WASHINGTON — Now is the best time to add generative artificial intelligence to construction workflows, said panelists at the National Institute of Building Sciences Building Innovation Conference in Washington, D.C., on Thursday.
AEC pros from both the government and the private sector discussed applications for the technology, which generates text, images, videos or other data using generative models, often in response to prompts. For instance, OpenAI, the software development firm behind ChatGPT, released GPT-4o on May 13, which is being touted as a cheaper and more powerful version of the original product.
Generative AI models, which can learn the patterns and structure of training data to create new content with similar characteristics, could help the industry as seasoned building professionals retire and workers continue to be bogged down with repetitive work, the presenters said. Construction industry leaders are paying attention to see how the technology can improve their productivity and margins.
“The only thing I would say is at this point, we're at the very beginning,” said panelist Stephen Hagan, CEO of Hagan Technologies, a Reston, Virginia-based consulting firm for architects and businesses on AI use.
Where it fits
Builders have a workforce issue — not only are contractors struggling to fill positions, experienced workers are quickly nearing retirement age.
Panelist Ivan Panushev, CEO and co-founder of New York City-based construction AI software firm TwinKnowledge, also pointed to the industry’s productivity issues as an area where AI can help fill the gaps.
Panushev gave an example of one of his company’s clients who was working on a government project. The client received an RFP that was more than 7,000 pages long. With AI programs, Panushev said, builders can ask questions about whatever data they upload to the tool. The tech then gives specific answers, trained on their own data and documents, which he demonstrated at the presentation with a video.
The good, the bad and the gorilla
Panelists said that while AI has improved, it is important to consider the drawbacks that the tech can present, such as “hallucinating” — a term purveyors of the tech use to label information AI gets wrong or simply makes up — along with inaccuracies and security concerns such as hacks and data breaches.

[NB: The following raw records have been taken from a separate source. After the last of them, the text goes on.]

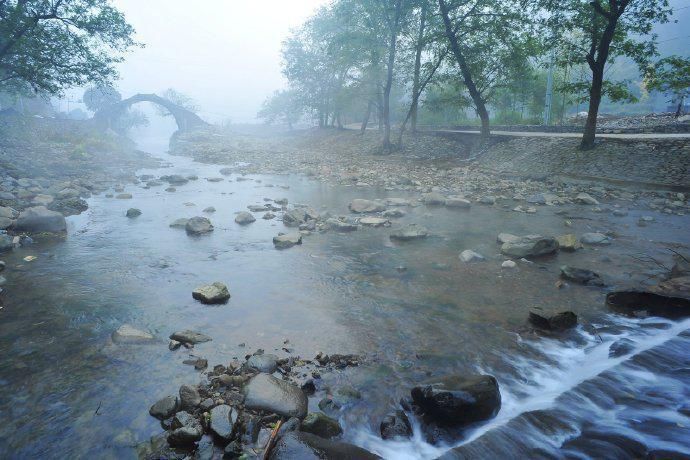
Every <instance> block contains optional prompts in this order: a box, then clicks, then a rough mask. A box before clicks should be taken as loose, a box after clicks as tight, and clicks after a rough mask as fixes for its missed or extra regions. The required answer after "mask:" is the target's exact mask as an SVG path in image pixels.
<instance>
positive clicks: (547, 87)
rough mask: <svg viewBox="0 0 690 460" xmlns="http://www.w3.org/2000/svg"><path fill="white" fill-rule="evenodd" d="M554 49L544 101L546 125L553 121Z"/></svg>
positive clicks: (549, 68)
mask: <svg viewBox="0 0 690 460" xmlns="http://www.w3.org/2000/svg"><path fill="white" fill-rule="evenodd" d="M553 60H554V56H553V51H551V57H550V58H549V72H548V73H547V75H546V100H545V101H544V126H549V124H550V123H551V100H552V99H553Z"/></svg>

“Getting accurate answers is actually not that easy,” Panushev said. However, once the data is fine-tuned and tested, users can expect better accuracy in the future.

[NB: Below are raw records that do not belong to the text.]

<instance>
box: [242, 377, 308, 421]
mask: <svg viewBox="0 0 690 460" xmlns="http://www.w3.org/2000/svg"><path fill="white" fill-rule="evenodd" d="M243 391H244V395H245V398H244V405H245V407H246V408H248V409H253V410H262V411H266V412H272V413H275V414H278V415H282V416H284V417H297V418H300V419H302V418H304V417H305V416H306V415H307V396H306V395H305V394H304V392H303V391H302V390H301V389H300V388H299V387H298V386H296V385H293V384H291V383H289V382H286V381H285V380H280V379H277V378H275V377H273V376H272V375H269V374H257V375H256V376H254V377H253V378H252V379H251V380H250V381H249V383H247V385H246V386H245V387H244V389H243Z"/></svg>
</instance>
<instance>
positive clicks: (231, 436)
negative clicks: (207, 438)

To ascertain the efficacy of potential programs, consider the “gorilla test,” said Jay Kline, director of project management at NIBS.
Kline pulled up a demonstration for the audience — in it, he added an Excel spreadsheet to several different types of AI software, with a special twist. Within the spreadsheet were two instances of the word “gorilla” hidden among the rows and cells. Kline gave the platforms a simple request: Find the gorillas.
The first program discovered one instance of the word. A second program discovered both gorillas.
The bottom line? It’s important for contractors to carefully evaluate these programs before adopting them, lest they get caught in a situation where information is incorrect.
“It really behooves us all to come up to speed, because there’s so much to learn and introduce some of the ideas here,” Hagan said.